In her Amended Complaint, Plaintiff alleges that Officer Belanger violated the Fourth Amendment when he improperly ran a LIEN check on Ms. Howard. She claims that the LEIN check was improper because Ms. Howard did not interfere with Officer Belanger’s arrest of Mr. Clark, her fiancé, or “do anything that would invoke the ability to access the LEINS information.” In essence, Plaintiff appears to allege that Officer Belanger conducted an improper investigatory Terry stop.

“Under certain circumstances, a police officer may approach and temporarily detain a person for the purpose of investigating possible criminal behavior even though there is no probable cause to support an arrest.” People v.

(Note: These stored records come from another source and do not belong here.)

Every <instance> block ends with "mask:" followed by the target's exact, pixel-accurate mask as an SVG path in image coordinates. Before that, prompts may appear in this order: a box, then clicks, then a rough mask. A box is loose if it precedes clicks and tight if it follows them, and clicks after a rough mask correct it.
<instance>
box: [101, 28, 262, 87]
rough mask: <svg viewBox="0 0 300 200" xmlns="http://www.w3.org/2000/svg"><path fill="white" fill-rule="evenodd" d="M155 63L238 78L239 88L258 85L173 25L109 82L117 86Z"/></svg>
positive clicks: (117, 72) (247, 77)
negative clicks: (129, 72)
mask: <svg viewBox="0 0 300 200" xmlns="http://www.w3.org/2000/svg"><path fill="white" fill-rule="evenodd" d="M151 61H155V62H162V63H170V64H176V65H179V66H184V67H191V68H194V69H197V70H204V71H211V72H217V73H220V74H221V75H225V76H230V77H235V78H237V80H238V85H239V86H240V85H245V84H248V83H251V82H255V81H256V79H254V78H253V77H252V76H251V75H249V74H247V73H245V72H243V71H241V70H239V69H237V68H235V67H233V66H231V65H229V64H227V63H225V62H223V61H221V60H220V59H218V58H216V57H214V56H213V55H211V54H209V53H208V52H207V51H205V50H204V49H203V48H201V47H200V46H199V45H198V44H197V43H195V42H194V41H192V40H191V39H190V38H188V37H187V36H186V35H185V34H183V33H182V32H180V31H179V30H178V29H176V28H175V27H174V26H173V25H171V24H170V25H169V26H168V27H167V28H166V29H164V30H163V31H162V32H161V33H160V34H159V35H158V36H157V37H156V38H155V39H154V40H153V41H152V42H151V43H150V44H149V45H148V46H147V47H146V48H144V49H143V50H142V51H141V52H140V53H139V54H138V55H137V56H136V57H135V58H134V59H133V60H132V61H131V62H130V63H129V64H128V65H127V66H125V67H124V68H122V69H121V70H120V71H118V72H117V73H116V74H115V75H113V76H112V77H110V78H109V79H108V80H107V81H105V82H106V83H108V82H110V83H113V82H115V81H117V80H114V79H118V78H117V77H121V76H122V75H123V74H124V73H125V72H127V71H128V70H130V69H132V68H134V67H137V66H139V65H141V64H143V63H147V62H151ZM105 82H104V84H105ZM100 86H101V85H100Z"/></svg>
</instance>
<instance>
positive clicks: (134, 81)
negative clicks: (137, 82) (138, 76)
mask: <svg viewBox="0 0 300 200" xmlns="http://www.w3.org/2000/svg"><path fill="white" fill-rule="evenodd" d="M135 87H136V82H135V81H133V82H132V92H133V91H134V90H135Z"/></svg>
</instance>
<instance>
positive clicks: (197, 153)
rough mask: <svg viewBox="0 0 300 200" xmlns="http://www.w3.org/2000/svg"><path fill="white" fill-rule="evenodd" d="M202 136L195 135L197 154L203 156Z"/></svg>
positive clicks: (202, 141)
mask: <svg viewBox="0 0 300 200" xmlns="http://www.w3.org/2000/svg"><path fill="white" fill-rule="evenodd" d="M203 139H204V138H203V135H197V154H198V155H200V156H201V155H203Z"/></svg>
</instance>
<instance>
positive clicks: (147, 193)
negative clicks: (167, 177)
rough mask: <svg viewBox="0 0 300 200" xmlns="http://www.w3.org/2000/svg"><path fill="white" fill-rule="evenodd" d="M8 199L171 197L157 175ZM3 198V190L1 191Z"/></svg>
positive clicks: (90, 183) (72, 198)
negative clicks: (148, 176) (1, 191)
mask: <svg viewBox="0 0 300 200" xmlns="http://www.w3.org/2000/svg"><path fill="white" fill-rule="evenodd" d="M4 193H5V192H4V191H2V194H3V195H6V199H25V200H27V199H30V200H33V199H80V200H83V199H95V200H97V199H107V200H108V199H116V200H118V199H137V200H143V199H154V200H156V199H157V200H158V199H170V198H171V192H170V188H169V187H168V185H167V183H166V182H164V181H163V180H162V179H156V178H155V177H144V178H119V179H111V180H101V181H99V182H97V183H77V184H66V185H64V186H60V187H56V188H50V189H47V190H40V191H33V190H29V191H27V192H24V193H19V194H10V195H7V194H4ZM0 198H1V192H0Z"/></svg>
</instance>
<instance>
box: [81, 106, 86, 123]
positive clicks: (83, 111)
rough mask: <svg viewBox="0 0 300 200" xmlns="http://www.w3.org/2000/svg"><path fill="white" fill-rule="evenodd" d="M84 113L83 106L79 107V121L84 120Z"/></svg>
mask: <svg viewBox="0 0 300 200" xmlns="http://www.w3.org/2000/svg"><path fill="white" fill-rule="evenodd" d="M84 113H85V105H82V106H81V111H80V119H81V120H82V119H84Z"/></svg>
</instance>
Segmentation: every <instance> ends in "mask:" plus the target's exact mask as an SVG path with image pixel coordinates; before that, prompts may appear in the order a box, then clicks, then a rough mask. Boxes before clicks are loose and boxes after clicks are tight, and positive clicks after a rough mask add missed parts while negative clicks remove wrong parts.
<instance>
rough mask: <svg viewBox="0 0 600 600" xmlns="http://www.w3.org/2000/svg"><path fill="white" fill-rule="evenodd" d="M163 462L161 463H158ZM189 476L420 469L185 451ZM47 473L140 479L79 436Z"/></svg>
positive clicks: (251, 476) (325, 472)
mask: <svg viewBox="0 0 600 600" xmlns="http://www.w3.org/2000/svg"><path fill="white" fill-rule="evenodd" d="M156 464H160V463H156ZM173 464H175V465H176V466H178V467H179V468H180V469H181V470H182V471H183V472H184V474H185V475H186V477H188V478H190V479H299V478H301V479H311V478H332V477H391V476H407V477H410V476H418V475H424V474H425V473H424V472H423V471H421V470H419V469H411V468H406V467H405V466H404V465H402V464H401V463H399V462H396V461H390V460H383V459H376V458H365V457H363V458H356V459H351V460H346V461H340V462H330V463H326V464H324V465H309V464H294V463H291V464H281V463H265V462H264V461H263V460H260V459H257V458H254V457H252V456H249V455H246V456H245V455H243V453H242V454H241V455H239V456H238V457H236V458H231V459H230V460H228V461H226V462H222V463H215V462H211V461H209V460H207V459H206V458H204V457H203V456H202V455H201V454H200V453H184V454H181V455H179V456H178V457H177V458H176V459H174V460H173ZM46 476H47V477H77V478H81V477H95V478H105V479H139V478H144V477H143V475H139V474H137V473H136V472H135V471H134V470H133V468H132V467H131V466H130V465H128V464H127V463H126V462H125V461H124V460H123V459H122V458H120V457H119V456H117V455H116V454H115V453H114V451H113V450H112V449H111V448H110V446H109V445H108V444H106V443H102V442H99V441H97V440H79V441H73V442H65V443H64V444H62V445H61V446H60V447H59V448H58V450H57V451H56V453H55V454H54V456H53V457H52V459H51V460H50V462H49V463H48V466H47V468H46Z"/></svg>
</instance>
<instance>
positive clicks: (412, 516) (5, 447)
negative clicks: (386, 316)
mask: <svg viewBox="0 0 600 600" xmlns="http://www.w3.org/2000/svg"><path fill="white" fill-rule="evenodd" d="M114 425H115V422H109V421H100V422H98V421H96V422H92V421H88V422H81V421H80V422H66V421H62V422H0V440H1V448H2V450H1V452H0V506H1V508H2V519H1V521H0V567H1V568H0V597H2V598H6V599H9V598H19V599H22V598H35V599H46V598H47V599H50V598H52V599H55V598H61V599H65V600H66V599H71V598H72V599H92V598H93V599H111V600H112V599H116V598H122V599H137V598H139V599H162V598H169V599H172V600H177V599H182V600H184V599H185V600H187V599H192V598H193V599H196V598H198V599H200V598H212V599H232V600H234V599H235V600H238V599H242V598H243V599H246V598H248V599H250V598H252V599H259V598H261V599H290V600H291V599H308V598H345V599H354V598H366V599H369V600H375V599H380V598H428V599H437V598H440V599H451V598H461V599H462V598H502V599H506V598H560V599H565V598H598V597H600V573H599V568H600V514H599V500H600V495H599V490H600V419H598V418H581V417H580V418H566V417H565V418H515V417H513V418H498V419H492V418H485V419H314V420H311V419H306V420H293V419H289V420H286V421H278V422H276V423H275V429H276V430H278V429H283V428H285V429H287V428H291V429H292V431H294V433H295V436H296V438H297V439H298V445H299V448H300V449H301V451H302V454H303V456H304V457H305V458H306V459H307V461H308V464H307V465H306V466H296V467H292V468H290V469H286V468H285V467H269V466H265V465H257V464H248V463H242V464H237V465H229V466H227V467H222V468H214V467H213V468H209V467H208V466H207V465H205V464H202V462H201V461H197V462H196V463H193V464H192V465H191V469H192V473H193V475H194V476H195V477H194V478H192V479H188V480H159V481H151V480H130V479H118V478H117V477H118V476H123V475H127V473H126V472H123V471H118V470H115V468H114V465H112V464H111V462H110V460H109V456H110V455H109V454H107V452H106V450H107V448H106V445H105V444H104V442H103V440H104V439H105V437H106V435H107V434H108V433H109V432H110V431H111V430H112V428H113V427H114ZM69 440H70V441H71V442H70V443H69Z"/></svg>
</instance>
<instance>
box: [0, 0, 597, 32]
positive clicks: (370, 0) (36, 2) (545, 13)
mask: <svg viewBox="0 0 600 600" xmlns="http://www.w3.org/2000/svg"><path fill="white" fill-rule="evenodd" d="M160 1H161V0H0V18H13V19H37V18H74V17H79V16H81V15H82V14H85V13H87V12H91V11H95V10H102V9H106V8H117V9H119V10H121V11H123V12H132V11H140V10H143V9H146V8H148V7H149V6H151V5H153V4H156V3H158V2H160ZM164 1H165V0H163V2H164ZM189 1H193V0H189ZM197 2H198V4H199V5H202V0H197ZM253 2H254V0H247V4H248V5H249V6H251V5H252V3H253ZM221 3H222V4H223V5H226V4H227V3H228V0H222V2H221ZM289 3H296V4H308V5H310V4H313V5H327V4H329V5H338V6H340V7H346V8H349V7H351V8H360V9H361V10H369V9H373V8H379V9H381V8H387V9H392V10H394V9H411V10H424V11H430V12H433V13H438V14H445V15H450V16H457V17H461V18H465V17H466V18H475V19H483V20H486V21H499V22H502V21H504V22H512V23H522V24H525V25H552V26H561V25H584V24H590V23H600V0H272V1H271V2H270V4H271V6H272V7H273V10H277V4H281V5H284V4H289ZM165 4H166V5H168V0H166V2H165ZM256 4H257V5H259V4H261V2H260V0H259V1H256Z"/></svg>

Jenkins, 472 Mich. 26, 31 (2005) (citing Terry v. Ohio, 392 U.S. 1, 22 (1968)). A brief detention requires that an officer have a “reasonable suspicion” that a crime has taken place, and this inquiry is determined “case by case, on the basis of the analysis of the totality of the facts and circumstances.” Id. at 32.

Here, where the Plaintiff’s allegations must be accepted as true, the Court cannot conclude that the facts alleged in the Amended Complaint are so deficient that her claim is futile. According to Plaintiff, Ms. Howard was wheel-chair bound at the time of the arrest and did not obstruct the officer in his arrest of her fiancé or engage in suspicious behavior of any kind. Furthermore, Officer Belanger arrived at the scene not to investigate a crime, but rather to provide assistance to two citizens who were accidentally locked out of their automobile. If reasonable suspicion was necessary to justify a temporary stop of Ms. Howard to run her LEIN check, and Plaintiff’s claim is that the facts did not provide such a basis of reasonable suspicion, the Court cannot conclude at this time that Plaintiff’s Fourth Amendment claim is futile.[4]


For the reasons explained above, Plaintiff’s motion to amend her complaint IS GRANTED in full. In light of the discovery deadline of June 30, 2015, the Court extends the discovery deadline to September 30, 2015 and the dispositive motion deadline to November 17, 2015. The final pretrial conference is adjourned to March 14, 2016 at 2:00 p.m., and the jury trial is reset for March 21, 2016 at 9:00 a.m.. Accordingly, Plaintiff’s unopposed motion to extend discovery, (Dkt. 42), IS GRANTED.